As of early Thursday, the department had identified, according to Sheriff’s Department Spokeswoman Mara Rodriguez, no suspects. When Rodriguez was asked early Friday for any further updates on the case and whether the victims would be identified publicly, Rodriguez stated that the press should “not expect identification today. The investigation is continuing. Currently, no updates are available for release. A press conference is expected to be announced next week if further information becomes available. We thank the public and our media partners for their patience as we conduct a careful and thorough investigation to bring justice to the families of those affected.”
According to the department, “Some information may not be available at this time. Either it is unknown or it may jeopardize the integrity of the investigation.”
There was recurrent media and social media speculation that the killings were gang-affiliated or foreign drug cartel-related, but investigators offered no confirmation of that.
In 2021 and 2022, the San Bernardino County Sheriff’s Department engaged in an extended effort, dubbed Operation Hammerstrike, to find and eliminate unlicensed marijuana farms located throughout the county, most of them in the Mojave Desert. A significant percentage of the more than 1,200 outdoor cultivation facilities that were raided featured perpetrators who were foreigners both legal and illegal, that is documented and undocumented, primarily from Mexico and China. According to the sheriff’s department, at least some of those had cartel connections.
Some social media chatter featured conjecture that the victims might have happened upon one such operation, leading to their unfortunate fate. There was no indication from the sheriff’s department, however, that any marijuana farms had been located in the area recently.
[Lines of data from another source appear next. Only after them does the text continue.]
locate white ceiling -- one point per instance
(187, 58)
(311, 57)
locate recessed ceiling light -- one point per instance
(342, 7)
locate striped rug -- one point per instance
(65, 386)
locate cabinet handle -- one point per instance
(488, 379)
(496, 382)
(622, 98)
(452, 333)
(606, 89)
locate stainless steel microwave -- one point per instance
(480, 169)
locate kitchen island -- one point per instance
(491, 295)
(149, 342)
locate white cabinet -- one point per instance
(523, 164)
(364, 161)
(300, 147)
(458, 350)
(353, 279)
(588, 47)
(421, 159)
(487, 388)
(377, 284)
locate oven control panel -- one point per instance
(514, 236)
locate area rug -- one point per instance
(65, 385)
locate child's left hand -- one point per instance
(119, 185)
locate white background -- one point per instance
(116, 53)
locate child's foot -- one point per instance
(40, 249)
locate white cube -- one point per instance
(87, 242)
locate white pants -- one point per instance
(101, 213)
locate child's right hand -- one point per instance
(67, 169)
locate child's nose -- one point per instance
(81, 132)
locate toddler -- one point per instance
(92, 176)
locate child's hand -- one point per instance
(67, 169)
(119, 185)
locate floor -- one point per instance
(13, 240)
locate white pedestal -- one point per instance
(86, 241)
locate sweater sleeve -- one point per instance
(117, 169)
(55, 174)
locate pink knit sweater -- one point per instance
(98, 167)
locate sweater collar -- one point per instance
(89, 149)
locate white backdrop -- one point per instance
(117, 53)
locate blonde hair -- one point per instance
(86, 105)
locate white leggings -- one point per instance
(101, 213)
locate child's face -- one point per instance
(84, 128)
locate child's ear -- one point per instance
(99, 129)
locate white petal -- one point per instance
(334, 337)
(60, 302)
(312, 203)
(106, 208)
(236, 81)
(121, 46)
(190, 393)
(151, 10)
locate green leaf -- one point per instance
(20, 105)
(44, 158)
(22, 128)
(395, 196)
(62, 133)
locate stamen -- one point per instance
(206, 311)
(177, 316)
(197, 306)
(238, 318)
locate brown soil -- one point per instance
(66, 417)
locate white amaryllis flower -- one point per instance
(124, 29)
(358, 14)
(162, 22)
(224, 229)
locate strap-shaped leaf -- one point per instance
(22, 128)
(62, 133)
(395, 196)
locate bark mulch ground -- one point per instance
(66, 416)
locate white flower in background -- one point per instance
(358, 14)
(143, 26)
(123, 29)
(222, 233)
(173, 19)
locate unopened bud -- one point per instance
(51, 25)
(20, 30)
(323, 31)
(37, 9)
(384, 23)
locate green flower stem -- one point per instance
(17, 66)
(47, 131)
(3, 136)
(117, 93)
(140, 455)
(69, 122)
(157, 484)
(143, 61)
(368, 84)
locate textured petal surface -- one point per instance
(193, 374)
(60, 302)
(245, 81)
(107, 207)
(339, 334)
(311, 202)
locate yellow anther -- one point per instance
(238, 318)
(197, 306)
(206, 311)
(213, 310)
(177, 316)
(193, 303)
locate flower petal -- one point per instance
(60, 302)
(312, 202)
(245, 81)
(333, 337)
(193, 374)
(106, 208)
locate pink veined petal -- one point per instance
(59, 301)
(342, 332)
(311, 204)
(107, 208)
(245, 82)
The marijuana growing cycle, when using natural sunlight, normally does not begin until February at the earliest, with the germination of unplanted seeds taking place in January.
The sheriff’s department went so far as to withhold whether the deaths were in fact caused by gunfire.
There was, nonetheless, strong indication that a shootout utilizing massive firepower had taken place. The Blazer had been riddled with bullet holes, with at least two bullet holes in the driver’s side front window. Both a driver’s side passenger compartment window and the rear window were blown out entirely, photographs of the vehicle taken early in the day on January 24 show. Late on January 24, possibly because of evidence processing that took place that afternoon, the driver’s side front window, which initially had bullet holes but was essentially intact otherwise, was largely shattered.
It appears that the shooting that did take place occurred from different spots. In one relatively small area of no more than 70-square feet to 100-square feet – a circumscribed patch of ground of not more than ten feet by ten feet – which appeared to be roughly equidistant from either vehicle, markers on the ground corresponding to shell casings that were recovered indicated that no fewer than 34 shots were fired from that point alone. There were lesser numbers of shell casings on the ground elsewhere.
The department appealed to anyone with information about the crime to contact investigators.